En los últimos días, ha sido escándalo nacional un gag de mal gusto emitido en TV3 con la Virgen del Rocío (y los andaluces) como protagonista. Los autores del desaguisado son dos personajes bastante despreciables. Uno es el millonario productor y presentador Toni Soler. Y el otro es un sujeto al que resulta difícil describir, Jair Domínguez, cuyo máximo mérito en esto del espectáculo televisivo es cacarear «puta España», a cambio de dinero público español. Nada raro en la Dinamarca del sur.
Admito que cuando estalló la cosa me salió el ramalazo antiseparatista y pensé que tanto Soler como Domínguez son lo peor. Y lo son, pero la verdad es que la libertad de expresión tiene estas anomalías. TV3 es un pozo infecto, que ha hecho un daño tremendo a la convivencia en Cataluña. Y lo mismo ha sucedido con Catalunya Ràdio. En ambas cadenas públicas, por cierto, se habla de los inexistentes Païssos Catalans como si de un estado independiente se tratara y se da totalmente por hecho que ses Illes forman parte de la utopía.
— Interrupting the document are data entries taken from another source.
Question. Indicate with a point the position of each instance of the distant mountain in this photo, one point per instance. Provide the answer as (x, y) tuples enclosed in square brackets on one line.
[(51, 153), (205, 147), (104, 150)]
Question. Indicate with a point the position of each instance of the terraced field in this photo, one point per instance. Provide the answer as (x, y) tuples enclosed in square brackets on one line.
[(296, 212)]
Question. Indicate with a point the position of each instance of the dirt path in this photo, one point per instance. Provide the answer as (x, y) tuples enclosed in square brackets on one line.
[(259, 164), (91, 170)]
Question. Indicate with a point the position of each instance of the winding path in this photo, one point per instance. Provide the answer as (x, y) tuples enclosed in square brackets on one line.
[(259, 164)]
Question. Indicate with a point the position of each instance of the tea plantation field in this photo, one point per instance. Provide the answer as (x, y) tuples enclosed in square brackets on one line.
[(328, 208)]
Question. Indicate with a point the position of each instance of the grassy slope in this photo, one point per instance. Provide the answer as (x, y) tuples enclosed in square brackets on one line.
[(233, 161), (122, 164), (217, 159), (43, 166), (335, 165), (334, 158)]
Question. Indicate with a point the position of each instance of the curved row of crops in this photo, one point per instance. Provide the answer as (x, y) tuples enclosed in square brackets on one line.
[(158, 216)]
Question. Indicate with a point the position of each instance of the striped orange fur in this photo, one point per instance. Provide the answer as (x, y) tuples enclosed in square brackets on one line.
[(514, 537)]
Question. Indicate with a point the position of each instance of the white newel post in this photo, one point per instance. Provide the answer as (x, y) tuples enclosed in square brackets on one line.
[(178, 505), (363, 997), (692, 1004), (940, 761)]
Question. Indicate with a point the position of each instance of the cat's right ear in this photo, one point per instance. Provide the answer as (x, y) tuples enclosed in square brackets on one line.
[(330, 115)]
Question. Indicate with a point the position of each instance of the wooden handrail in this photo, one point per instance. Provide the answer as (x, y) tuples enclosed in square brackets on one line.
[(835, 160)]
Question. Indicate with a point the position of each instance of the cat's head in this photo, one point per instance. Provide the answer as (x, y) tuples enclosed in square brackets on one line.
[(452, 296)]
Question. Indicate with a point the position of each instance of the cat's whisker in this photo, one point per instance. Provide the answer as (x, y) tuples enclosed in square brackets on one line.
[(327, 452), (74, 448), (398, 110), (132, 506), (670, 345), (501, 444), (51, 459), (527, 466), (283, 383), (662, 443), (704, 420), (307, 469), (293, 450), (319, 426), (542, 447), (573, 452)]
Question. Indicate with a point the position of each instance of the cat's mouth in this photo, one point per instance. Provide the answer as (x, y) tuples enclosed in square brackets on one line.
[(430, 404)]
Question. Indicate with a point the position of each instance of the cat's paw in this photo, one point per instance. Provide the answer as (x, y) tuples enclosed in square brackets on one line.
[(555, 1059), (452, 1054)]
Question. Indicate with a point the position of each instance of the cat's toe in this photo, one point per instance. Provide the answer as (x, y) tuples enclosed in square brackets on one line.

Algo que imagino que llena de orgullo y satisfacción a amargados y narcisistas de ambas comunidades.
El gag en sí es zafio a más no poder, como buena parte de lo que se conoce como humor català. Pero no creo que nadie con dos dedos de frente pueda sentirse tan molesto como para exigir a la Catalunya oficial que pida perdón. Es más, cosas como estas nos permiten conocer la realidad del proceso separatista y de quienes lo protagonizan. Y mostrar hacia ellos el máximo desprecio con todos los argumentos. No diré que estos personajes estén a la altura de los de Charlie Hebdo (ya quisieran) pero todos hemos de tener derecho a decir lo que pensamos, por mucho que (nos) desagrade. De eso va la libertad de expresión.